In chess, like in other games, knowledge can help us win. While some simply like to practice, play and think, others take another step and learn about the history of chess, but more notably, they learn about chess openings. An opening will not win you a game, but you can throw your opponent off guard.
Here are the best chess openings that you should know.
King’s Indian Defense and Attack
These two openings will depend on whether you are the white or the black player. If you are the white player, then you will be attacking, while the black player will be defending.
The two are very similar, except that the white player has some extra tempo. They are very comfortable openings for both players, not exposing the kings too much and allowing for a solid castle, before the game starts to become interesting.
Most openings start with a d4 and e4 moves, but this one doesn’t; it is either a f3 or a g3, or a corresponding move for the black player.
The first ten moves should be relatively safe for both players, which makes this a great opening if you want to approach the game at a slower pace.
The London System
This is an attacking opening, meaning that the white player typically employs this strategy. It is a relatively simple strategy that positions the white player so that they will have a comfortable time attacking. The opening involves moving the pawn from d2 to d4, and the bishop from c1 to f4. Later, as the black player moves, the white player would commonly move their knight from g1 to f3.

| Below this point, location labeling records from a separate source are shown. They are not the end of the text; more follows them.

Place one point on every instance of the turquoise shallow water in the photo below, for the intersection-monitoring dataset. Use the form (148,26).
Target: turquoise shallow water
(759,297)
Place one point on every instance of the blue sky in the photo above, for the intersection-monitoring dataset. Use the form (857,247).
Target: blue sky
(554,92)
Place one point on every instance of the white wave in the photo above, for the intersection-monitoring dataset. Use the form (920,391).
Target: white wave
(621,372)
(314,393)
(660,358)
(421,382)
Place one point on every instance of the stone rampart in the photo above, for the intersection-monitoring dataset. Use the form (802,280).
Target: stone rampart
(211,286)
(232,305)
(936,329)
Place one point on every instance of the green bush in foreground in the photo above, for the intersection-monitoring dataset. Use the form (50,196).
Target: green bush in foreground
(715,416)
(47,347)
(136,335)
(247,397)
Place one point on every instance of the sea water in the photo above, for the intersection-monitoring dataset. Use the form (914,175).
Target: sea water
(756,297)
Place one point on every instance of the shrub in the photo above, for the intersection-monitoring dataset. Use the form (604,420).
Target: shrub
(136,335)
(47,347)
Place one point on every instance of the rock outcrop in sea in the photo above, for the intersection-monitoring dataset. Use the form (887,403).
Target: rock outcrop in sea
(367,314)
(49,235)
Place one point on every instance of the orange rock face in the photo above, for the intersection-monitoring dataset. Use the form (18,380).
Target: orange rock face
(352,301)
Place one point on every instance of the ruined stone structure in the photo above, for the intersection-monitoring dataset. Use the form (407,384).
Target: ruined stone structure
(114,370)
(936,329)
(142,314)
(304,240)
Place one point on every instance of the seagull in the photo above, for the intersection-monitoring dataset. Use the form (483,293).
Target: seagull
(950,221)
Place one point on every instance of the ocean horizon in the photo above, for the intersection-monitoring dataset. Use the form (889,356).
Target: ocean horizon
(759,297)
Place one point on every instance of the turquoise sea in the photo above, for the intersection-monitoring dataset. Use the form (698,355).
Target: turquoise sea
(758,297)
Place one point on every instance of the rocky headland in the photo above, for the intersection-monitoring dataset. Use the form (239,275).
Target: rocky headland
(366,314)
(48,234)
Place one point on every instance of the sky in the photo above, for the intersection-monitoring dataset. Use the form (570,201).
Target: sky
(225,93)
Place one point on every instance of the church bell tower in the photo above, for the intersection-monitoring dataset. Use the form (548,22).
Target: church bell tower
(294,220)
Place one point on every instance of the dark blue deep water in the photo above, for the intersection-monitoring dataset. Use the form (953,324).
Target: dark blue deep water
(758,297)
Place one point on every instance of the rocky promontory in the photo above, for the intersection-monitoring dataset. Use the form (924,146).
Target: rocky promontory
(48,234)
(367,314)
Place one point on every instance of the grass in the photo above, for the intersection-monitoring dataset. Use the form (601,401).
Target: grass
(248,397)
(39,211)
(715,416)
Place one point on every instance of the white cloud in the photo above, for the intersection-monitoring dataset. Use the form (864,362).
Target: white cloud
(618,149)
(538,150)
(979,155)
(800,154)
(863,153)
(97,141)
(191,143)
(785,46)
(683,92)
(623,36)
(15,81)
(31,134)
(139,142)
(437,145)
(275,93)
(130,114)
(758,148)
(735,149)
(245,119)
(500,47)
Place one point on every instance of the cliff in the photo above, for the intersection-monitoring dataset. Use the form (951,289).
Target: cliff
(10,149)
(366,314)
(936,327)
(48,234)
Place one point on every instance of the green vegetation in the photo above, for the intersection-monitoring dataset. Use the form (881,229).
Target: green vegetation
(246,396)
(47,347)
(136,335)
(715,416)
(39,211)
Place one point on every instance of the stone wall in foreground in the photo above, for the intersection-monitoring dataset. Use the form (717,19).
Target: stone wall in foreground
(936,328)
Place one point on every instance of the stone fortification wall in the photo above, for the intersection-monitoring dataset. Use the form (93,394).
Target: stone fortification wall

The system allows for the white player to comfortably position their pieces before committing to a full on attack, meaning having a solid castle.
The Queen’s Gambit
Yes, this is a chess opening and while it is also a TV show, the opening is more important, obviously. It has also recently become a lot more popular, thanks to the eponymous TV show, of course.
It is a simple opening that looks bad but it is typically great for the white player. It means moving their pawns to c4 and d4, usually exposing them to the black player’s pawn. While the pawn might get captured, the black player’s pawn will also be captured, while exposing the player’s other pieces.
It is a great opening, but it takes a little know-how to be implemented to your benefit.
The French Defense
This is the most common defense method when the white player moves their pawn to e4. The black player would move their pawn to e6, thus making the game really complicated for the white player.
This is a rather good defense that doesn’t leave anything up for grabs. However, it limits the offensive approach of the black player, because their bishop in the light square will not naturally be able to move due to the pawn in e6.
Chess has a plethora of great openings and these are some of them. Learn them if you want to have a competitive advantage or be able to rival any good player.